In Victoria, he adds, businesses were recently given the all-clear to reopen with less than 48 hours’ notice. To change an employee’s rostered shifts, however, you have to give two day’s notice.
“We’re in the middle of a crisis,” Strong says.
We should be encouraging businesses to hire, by as many means as possible
We run the risk of small business owners shying away from employing people again, because they deem it “too dangerous”, he says.
“There’s no supporting mechanism there, no way of giving assistance to employers with funding the right job-seeker — at the local level, we need that,” he adds.
While he’s “very confident” there will be positive change here, “the problem is the changes might come too late”.
What can we expect?
The content of the IR reform roundtables are shrouded in confidentiality. However, Strong and COSBOA have been fairly open in what they would like to see come from the discussions.
In light of the COVID-19 pandemic, Carnell called for a small business-specific industry award, as an opt-in for businesses trying to avoid some of the existing awards system’s complexity.
That would also have been the ideal for Strong, but “looks like it’s a bit too far”, he says.
In fact, last week, Porter ruled out a small business award, stressing the need for ‘realistic’ changes that have a better chance of passing parliament.
For Strong, that was a disappointing development.
“We should have it, and everybody should be asking for it,” he says.
“The people who aren’t asking for it are the ones who make money out of it.”
Back in September, COSBOA released a proposal for award changes making it easier for small businesses to employ people. The changes would operate as a model schedule, integrated into existing awards and applying to businesses with fewer than 40 full-time employees.
Proposed changes included specification of a single ‘all-hours’ rate, flexible work allowances, a universal casual-to-permanent conversion process, and expanded stand-down, redundancy and unfair dismissal provisions.
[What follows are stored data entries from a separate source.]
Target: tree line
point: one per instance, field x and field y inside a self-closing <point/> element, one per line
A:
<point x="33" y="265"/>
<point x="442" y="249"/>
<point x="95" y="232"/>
“We’re trying to limit complexity,” Strong explains.
He refers to a case back in 2018, where workplace law firm Maurice Blackburn underpaid hundreds of employees to the tune of $1 million.
“They’re absolute experts on workplace relations,” Strong says.
“Even they couldn’t get it right.”
And, while simplifying the system may sound like it would mainly benefit the business, it actually also makes it easier for the regulators to identify those that are gaming the system on purpose, Strong adds.
When businesses feel confident they can hire without accidentally falling foul of the rules, that’s better for prospective employees too.
“The system at the moment is only there for the long-term unemployed. If we wait until they’re long-term unemployed, then we’ve failed them,” he adds.
“We need to simplify things for the regulator, for the employer, and for the employee.”